Recommended related vendors

Related comparison pages

Related resources

Plain-language definitions for the concepts on this page.

Frequently asked questions

What is the difference between IAM, IGA, and PAM?

IAM authenticates and authorizes users into apps. IGA governs who should have what access over time (reviews, certifications, role mining).
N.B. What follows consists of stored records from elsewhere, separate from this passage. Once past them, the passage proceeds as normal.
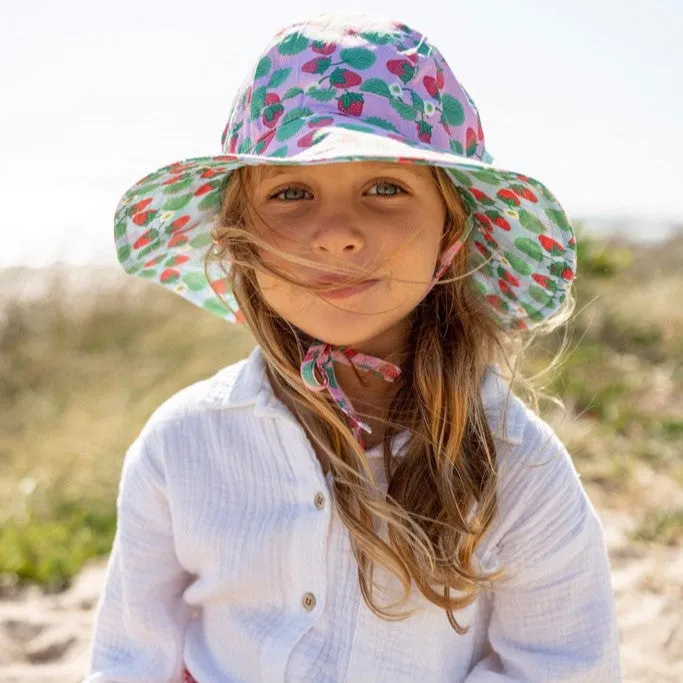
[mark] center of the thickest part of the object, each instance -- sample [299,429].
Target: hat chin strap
[317,367]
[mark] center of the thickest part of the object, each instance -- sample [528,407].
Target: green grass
[80,375]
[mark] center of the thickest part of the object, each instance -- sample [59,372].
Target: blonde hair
[441,497]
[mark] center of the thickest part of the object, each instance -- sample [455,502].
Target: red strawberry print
[550,244]
[495,301]
[526,193]
[430,85]
[351,104]
[177,240]
[501,223]
[141,205]
[509,277]
[306,140]
[471,142]
[206,187]
[179,260]
[175,179]
[153,262]
[343,78]
[484,220]
[541,279]
[144,217]
[505,288]
[424,131]
[509,197]
[179,223]
[323,121]
[316,66]
[323,48]
[401,68]
[481,196]
[482,249]
[143,240]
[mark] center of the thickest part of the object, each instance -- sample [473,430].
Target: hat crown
[351,71]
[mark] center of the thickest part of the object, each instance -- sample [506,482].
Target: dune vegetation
[86,358]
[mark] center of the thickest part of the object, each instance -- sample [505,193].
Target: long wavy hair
[441,495]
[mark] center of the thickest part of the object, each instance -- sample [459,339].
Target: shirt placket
[306,589]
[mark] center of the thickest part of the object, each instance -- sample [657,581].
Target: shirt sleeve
[141,616]
[553,619]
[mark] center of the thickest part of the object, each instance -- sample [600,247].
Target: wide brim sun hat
[348,87]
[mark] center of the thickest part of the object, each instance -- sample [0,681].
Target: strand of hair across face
[320,356]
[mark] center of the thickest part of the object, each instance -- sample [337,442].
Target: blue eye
[288,196]
[382,188]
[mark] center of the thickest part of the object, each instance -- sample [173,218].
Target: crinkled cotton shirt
[230,559]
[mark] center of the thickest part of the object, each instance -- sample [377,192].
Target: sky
[584,96]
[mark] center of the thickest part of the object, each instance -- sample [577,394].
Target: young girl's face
[384,220]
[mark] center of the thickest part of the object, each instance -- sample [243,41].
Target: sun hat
[351,87]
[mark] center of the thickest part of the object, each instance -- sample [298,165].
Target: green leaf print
[460,177]
[488,177]
[279,77]
[296,113]
[405,111]
[376,86]
[418,102]
[119,229]
[175,188]
[262,68]
[357,57]
[530,222]
[286,131]
[382,123]
[519,265]
[280,152]
[123,252]
[177,203]
[292,44]
[559,218]
[456,147]
[539,295]
[529,247]
[377,38]
[215,306]
[453,112]
[322,95]
[210,200]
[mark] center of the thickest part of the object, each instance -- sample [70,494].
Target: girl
[361,499]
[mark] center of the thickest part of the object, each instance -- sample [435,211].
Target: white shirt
[229,558]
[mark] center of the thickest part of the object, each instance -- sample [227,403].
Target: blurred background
[582,96]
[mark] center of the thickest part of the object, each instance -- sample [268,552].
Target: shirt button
[308,601]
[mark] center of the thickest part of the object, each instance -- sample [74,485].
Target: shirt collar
[245,383]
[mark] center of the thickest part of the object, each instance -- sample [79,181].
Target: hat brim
[523,247]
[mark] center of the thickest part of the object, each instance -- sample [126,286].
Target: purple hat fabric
[338,88]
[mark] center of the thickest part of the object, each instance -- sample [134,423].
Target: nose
[337,236]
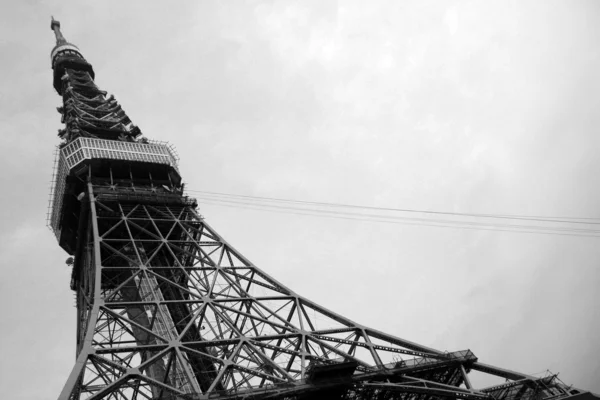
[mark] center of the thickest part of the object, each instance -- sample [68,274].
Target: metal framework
[167,309]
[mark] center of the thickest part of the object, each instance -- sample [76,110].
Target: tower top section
[66,55]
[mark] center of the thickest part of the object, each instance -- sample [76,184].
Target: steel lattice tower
[167,309]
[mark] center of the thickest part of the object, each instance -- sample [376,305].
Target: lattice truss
[167,309]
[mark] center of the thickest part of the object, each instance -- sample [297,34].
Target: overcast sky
[472,106]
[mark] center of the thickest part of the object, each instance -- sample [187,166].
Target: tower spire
[65,56]
[55,26]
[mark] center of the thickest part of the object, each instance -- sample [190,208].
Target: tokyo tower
[167,309]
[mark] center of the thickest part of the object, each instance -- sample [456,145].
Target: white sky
[473,106]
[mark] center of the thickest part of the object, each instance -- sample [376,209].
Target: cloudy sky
[462,106]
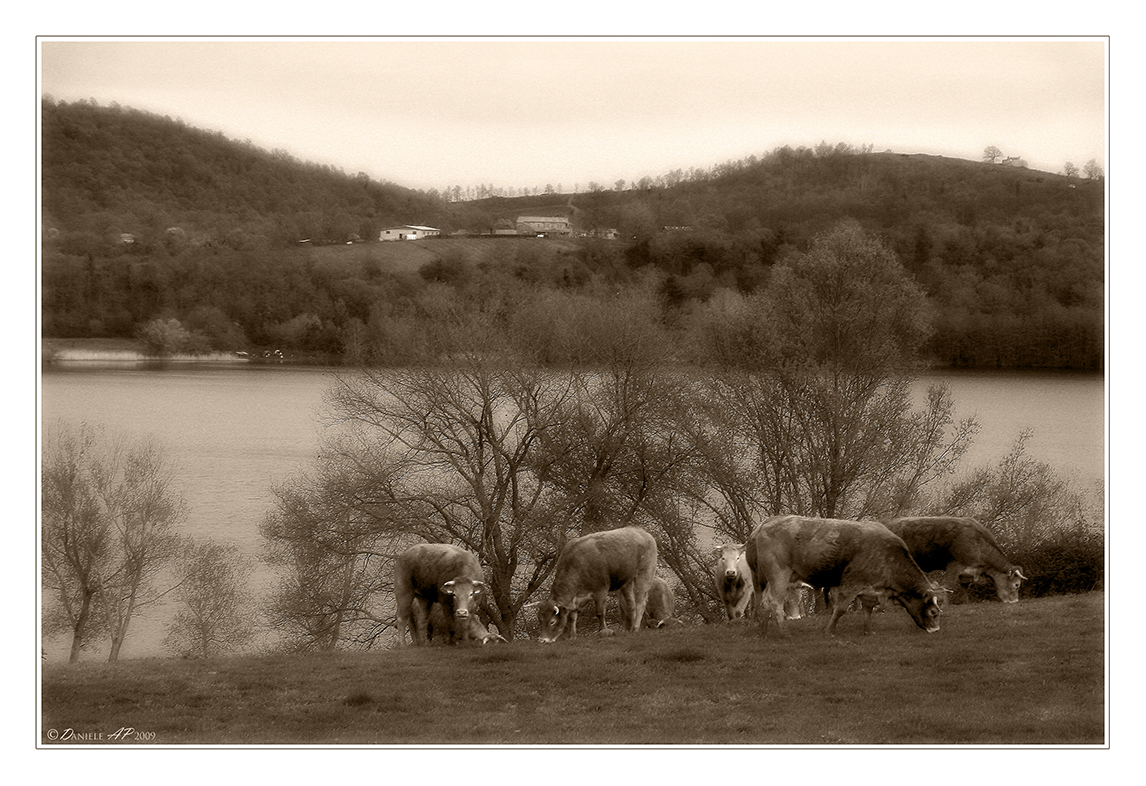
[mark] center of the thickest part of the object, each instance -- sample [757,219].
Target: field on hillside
[409,256]
[1027,674]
PAM specifically secures privileged accounts (admins, root, service) with vaults, session recording, and just-in-time access.

Is Microsoft Entra ID enough if we are an M365 shop?

For many M365-centric companies, Entra ID P1 or P2 covers SSO + MFA + Conditional Access at a competitive bundled cost. The trade-off is lifecycle/governance depth and non-Microsoft app coverage versus a dedicated suite like Okta or Ping.

How long does an IAM rollout take?

Realistically 3-6 months for a mid-market deployment and 9-18 months for a global enterprise replacing an incumbent. Plan in phases: directory sync, SSO, MFA, lifecycle, governance.

Open source IAM — viable or not?

Yes if you have engineering capacity to operate it. Keycloak, Zitadel, and Ory power large workloads. They cost less in license and more in operational ownership.

Should we buy IAM and IGA from the same vendor?

Single-vendor stacks reduce integration cost but can lock you in. Best-of-breed (IAM + dedicated IGA like SailPoint or Saviynt) gives deeper governance but more integration work.